I am not sure howelse to check the integrity of the battery. I do not have windows installed. But perhaps I should install it to make sure. I could keep it dual booted until I figure out the problem.

------------------------------------------------------------------------------------

my avatar is a symbol made by the band Einsturzende Neubauten

----------

## Earthwings

 *Quote:*   

> 
> 
> design capacity:         38880 mWh 
> 
> last full capacity:      18790 mWh 
> ...

 

That will be the problem. Your battery is quite fubar because it doesn't even charge to half of it's capacity. As it's a new one, try to claim your warranty.

----------

## Nornagest

Afaik know modern batteries have to be kind of calibrated if they are new, they reach their best capacity after being charged some times.

So you should alway charge und uncharge it fully, at least for the first 5 times or so.

I hope that helps.

Nornagest

----------

## Earthwings

I doubt that it can make such a difference. However, here are the IBM tips: http://www-1.ibm.com/support/docview.wss?uid=psg1PFAN-3QNQJN

----------

## dtor

Well, that's what you get for using Celeron (crippled with regard to power management) instead of Pentium chip.

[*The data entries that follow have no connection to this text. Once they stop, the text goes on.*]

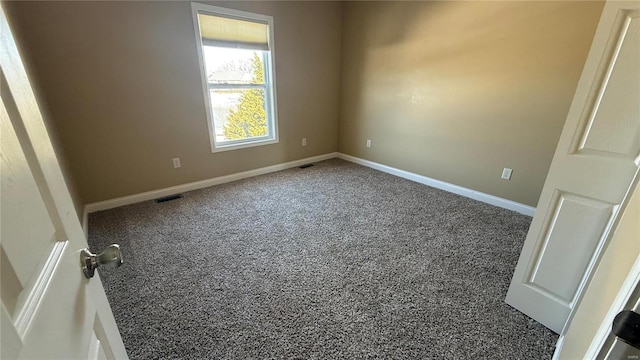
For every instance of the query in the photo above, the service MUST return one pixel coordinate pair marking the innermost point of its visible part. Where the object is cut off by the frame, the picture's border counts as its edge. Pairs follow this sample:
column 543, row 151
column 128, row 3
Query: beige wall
column 121, row 83
column 458, row 90
column 451, row 90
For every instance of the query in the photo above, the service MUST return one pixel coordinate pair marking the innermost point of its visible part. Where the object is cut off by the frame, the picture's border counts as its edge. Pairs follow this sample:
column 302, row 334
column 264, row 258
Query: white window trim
column 269, row 77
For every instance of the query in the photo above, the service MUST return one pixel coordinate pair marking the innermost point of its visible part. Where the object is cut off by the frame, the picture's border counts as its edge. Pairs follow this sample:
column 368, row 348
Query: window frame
column 269, row 78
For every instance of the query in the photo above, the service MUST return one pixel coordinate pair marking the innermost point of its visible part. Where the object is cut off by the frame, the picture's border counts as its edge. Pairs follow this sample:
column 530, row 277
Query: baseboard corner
column 459, row 190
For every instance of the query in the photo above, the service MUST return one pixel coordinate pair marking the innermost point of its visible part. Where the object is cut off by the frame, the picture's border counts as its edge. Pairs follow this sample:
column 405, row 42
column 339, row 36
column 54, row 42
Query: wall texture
column 121, row 85
column 458, row 90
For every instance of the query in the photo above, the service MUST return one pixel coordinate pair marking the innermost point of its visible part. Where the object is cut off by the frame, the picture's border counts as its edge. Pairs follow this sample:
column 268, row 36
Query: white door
column 49, row 309
column 594, row 165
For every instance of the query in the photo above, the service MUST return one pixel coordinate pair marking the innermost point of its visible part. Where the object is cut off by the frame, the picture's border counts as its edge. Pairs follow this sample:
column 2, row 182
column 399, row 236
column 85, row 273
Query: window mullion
column 236, row 86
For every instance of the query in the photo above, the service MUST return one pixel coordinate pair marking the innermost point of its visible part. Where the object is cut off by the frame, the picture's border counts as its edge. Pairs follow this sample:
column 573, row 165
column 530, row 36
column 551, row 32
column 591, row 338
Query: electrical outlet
column 506, row 173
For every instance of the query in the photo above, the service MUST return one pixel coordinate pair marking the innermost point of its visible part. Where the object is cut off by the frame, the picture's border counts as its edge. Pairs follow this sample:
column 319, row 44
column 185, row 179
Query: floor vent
column 168, row 198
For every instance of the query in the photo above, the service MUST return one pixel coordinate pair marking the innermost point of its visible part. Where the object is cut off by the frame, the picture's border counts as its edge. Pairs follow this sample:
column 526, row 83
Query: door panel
column 49, row 309
column 617, row 107
column 591, row 173
column 580, row 242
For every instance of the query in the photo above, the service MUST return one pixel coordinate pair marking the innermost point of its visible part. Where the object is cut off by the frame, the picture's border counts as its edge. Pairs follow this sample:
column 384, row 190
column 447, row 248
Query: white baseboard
column 154, row 194
column 473, row 194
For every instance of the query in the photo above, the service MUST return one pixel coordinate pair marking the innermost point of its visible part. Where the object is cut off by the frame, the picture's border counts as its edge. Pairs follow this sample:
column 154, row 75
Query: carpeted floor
column 336, row 261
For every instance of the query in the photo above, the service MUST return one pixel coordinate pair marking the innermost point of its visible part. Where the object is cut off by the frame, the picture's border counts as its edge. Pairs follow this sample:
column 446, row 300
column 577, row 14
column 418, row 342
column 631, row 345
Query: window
column 235, row 49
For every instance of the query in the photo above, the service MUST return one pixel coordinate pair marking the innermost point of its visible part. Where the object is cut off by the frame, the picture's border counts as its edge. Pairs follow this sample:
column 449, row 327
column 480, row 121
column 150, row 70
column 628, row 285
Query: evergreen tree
column 249, row 118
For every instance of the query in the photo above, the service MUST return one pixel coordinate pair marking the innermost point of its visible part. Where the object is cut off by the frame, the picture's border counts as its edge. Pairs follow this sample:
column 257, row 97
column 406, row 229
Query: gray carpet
column 336, row 261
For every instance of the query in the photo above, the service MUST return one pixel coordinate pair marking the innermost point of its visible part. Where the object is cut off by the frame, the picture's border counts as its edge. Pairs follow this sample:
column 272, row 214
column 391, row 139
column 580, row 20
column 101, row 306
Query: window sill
column 220, row 148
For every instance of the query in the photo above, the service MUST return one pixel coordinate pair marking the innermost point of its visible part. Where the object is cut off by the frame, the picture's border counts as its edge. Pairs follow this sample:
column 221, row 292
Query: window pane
column 233, row 66
column 238, row 114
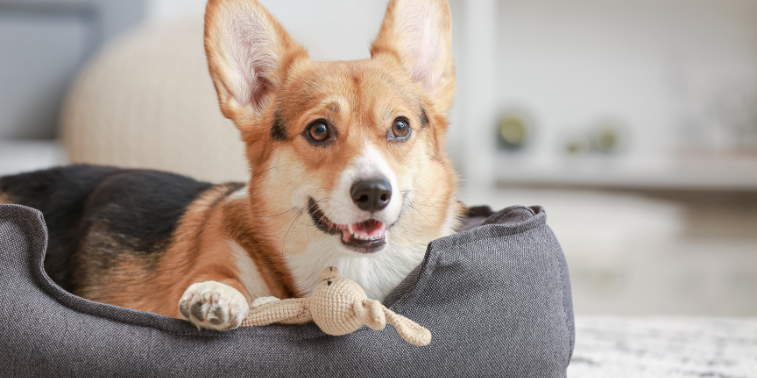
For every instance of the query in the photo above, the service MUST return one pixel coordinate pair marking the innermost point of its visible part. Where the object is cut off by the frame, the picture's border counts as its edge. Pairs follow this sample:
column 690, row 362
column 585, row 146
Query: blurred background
column 633, row 122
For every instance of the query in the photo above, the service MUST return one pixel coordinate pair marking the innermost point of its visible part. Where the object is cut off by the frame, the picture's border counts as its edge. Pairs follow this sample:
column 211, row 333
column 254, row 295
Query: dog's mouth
column 364, row 237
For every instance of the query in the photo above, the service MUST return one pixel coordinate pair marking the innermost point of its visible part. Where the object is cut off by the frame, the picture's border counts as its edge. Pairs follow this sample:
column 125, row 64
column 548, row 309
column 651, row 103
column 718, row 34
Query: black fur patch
column 278, row 129
column 141, row 208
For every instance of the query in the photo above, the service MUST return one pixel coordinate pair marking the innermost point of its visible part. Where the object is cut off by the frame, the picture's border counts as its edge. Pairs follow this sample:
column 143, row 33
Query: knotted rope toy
column 338, row 306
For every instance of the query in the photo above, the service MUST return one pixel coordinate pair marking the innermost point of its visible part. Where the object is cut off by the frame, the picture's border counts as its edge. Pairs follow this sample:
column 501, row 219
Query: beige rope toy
column 338, row 306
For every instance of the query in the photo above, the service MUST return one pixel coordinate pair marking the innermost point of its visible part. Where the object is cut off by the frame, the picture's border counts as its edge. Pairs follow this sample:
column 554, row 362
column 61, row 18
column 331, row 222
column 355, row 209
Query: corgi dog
column 348, row 169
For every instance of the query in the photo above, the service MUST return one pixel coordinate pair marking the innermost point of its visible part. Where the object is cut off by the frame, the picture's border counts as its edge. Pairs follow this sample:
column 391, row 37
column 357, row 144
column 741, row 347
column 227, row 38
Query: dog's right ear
column 248, row 52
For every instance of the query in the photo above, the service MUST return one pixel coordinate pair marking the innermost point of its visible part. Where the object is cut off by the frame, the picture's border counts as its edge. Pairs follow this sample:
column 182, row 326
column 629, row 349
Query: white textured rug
column 665, row 347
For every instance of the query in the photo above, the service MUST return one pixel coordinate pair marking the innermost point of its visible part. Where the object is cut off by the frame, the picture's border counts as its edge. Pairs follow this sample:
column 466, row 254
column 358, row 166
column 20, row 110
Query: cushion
column 496, row 298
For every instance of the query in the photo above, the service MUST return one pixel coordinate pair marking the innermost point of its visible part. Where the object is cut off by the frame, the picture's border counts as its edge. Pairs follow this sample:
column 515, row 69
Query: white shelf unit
column 680, row 75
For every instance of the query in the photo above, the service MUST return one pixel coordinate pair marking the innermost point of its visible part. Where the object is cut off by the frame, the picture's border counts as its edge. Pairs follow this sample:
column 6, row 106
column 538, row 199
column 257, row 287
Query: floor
column 650, row 253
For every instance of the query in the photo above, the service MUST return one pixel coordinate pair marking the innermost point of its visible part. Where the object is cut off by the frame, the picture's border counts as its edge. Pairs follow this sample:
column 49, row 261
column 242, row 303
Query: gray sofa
column 496, row 298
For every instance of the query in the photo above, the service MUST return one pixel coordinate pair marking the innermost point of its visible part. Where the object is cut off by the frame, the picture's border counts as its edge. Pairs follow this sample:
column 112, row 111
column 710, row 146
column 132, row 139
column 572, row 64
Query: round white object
column 147, row 101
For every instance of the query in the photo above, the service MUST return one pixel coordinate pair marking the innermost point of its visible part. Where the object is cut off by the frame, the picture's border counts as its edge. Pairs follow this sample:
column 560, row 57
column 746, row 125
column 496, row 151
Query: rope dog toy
column 338, row 306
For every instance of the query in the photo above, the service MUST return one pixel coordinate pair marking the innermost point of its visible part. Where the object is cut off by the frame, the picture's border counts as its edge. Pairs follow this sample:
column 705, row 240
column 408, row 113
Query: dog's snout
column 371, row 195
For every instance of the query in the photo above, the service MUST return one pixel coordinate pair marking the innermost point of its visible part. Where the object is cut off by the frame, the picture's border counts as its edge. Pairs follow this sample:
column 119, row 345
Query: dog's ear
column 419, row 34
column 248, row 52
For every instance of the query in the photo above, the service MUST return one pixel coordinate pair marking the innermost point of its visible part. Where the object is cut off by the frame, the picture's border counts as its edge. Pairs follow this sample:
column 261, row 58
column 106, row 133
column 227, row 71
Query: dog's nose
column 371, row 195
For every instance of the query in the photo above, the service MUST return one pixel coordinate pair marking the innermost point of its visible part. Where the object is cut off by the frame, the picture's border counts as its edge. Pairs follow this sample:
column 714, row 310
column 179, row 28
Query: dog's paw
column 213, row 305
column 259, row 301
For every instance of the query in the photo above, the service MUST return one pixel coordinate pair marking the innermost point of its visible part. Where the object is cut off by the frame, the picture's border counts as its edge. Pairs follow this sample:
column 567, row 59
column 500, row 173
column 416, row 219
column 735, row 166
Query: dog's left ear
column 419, row 34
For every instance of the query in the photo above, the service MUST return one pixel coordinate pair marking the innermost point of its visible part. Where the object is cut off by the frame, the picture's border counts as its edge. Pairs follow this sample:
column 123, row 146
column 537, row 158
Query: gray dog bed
column 496, row 298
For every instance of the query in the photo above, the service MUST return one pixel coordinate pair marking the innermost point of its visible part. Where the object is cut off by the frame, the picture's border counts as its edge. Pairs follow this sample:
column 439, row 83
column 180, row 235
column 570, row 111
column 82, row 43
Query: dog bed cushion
column 496, row 298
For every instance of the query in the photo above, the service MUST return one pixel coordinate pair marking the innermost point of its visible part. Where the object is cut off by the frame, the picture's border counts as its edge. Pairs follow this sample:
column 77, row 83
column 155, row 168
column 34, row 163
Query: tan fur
column 361, row 98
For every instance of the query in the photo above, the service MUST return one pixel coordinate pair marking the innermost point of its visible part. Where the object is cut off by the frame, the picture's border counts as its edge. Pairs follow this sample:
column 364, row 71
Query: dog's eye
column 401, row 128
column 318, row 130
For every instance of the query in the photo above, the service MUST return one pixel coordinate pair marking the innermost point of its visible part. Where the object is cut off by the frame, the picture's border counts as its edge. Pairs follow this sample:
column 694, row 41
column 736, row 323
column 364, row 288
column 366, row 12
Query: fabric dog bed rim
column 182, row 328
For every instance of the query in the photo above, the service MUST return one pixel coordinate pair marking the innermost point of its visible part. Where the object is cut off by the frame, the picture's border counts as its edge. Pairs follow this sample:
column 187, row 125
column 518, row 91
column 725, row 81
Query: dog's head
column 351, row 151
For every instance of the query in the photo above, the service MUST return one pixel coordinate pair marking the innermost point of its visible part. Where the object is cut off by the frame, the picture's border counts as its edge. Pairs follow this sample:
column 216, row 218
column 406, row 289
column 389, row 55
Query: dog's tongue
column 370, row 229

If you throttle your speed low enough it will save you some battery life but throttling is not as efficient as C or P states (which your chip does not seem to support).

But there are other venues to save battery life - shut down all unneeded devices - such as PCMCIA wireless cards, dim your screen and spin down you hard drive when not in use. Look for laptop-mode patches - they should help.

----------

## Earthwings

 *dtor wrote:*   

> Well, that's what you get for using Celeron (crippled with regard to power management) instead of Pentium chip. If you throttle your speed low enough it will save you some battery life but throttling is not as efficient as C or P states (which your chip does not seem to support).
> 
> But there are other venues to save battery life - shut down all unneeded devices - such as PCMCIA wireless cards, dim your screen and spin down you hard drive when not in use. Look for laptop-mode patches - they should help.

 

The problem is the broken battery. Really.

Power Management can save quite a lot energy, but not that much.

----------

## njlg

Thanks a lot for all the tips and info.

I installed Windows and it seems like the laptop ran just under an hour on the battery with everything turned on and no screen/disk suspension (though it suspended once -- so I am going to charge it up again and see what happens).

I think the battery is still under the warranty, so I will try to contact the seller about that.

Is it possible that I messed up the battery at all? I never let it fully charge (if that takes 12 hours) and run fully out all the time. Would that affect the battery that much?

----------